Magnitude Surveys provides aerial photography, videography, photogrammetry and multispectral imaging services.
Data collection is measured in minutes, and can be carried out from a safe location without the need for working at height.
The aerial mapping information that UAV surveys can provide makes it an ideal complement to terrestrial surveying methods.
The UAV is flown over an area in swaths and takes a series of overlapping photographs. By combining GPS coordinates from the UAV with known ground control points, an accurately geo-referenced 3D reconstruction can be produced.
The processed data can be viewed as a point cloud, 3D model, orthomosaic image or as a digital surface model (DSM), all with a resolution of a few centimetres or less.
The surface model data is useful for rapid, detailed earthwork surveys, especially where open LiDAR data may be unavailable, out of date, or not of a high enough resolution. The orthomosaic can be used for site mapping and reconnaissance.
A technique borrowed from precision agriculture, this method uses a cluster of light sensors to detect changes in plant health which aren’t visible to the human eye. This method can be effective during more phases of crop growth than visible-light photography.
Variations in these datasets can be used like cropmarks to identify sub-surface archaeological features such as ditches, pits, and structural remains.
This example shows a round barrow under excavation, captured with a multispectral camera over weeds and volunteer crop.
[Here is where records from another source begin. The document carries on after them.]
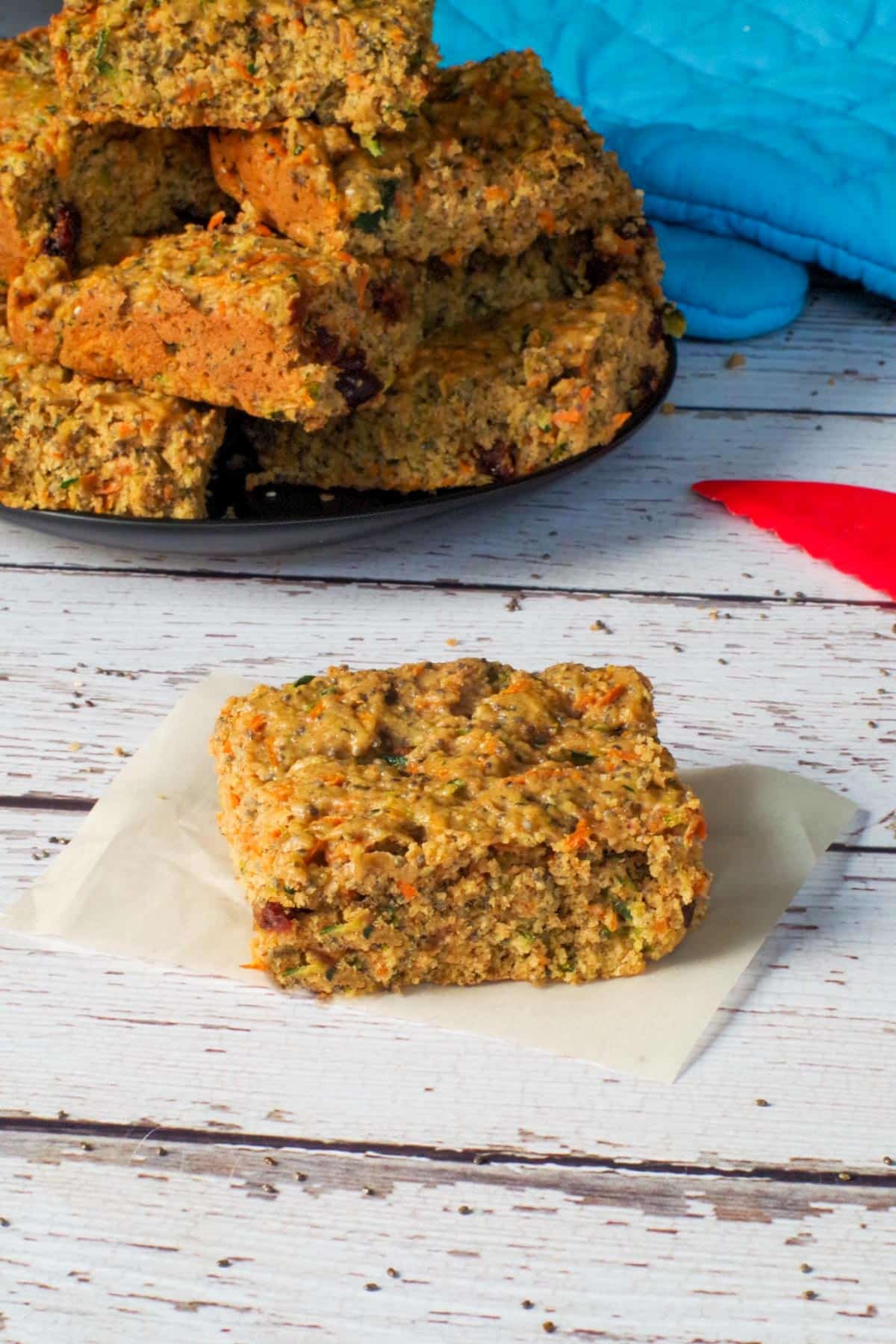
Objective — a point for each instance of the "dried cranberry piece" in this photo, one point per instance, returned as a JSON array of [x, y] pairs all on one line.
[[438, 269], [324, 346], [273, 915], [648, 378], [62, 240], [388, 299], [497, 461], [600, 270], [358, 385]]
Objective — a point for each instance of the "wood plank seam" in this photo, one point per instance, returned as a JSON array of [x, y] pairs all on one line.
[[398, 585], [458, 1156]]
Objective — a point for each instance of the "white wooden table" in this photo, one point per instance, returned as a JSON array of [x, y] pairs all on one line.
[[188, 1159]]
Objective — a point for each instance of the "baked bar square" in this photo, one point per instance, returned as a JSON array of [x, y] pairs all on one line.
[[494, 161], [227, 316], [457, 823], [72, 443], [72, 188], [485, 402], [245, 62]]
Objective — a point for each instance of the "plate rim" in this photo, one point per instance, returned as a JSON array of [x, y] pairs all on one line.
[[402, 504]]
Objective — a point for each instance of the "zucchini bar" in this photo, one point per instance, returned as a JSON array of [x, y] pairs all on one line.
[[226, 316], [457, 823], [70, 443], [566, 267], [485, 402], [70, 188], [494, 161], [245, 63]]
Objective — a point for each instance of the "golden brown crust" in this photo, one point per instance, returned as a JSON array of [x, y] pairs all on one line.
[[494, 161], [70, 443], [487, 402], [455, 823], [75, 188], [233, 317], [245, 62]]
For complex heritage assets, such as standing buildings and structures, a mixture of flight patterns produce a detailed 3D reconstruction, which can be viewed as a point cloud or a textured model.
As well as recording features, this technique is also useful for conducting condition monitoring surveys and inspections. Defects can be easily identified and reviewed within the original photographs.
Incorporating aerial methods during ‘walkover’ surveys extends the visual range of the surveyor, allowing more information to be captured from angles that simply aren’t possible in a terrestrial survey. Areas that aren’t accessible on foot can also be surveyed over safely from the air.
This means surveys are not only more efficient, but the outputs are of a higher quality, including geotagged photos and video flyovers. The results can lead to more informed decision-making in subsequent programme design, further saving time and costs by reducing the need for redeployments.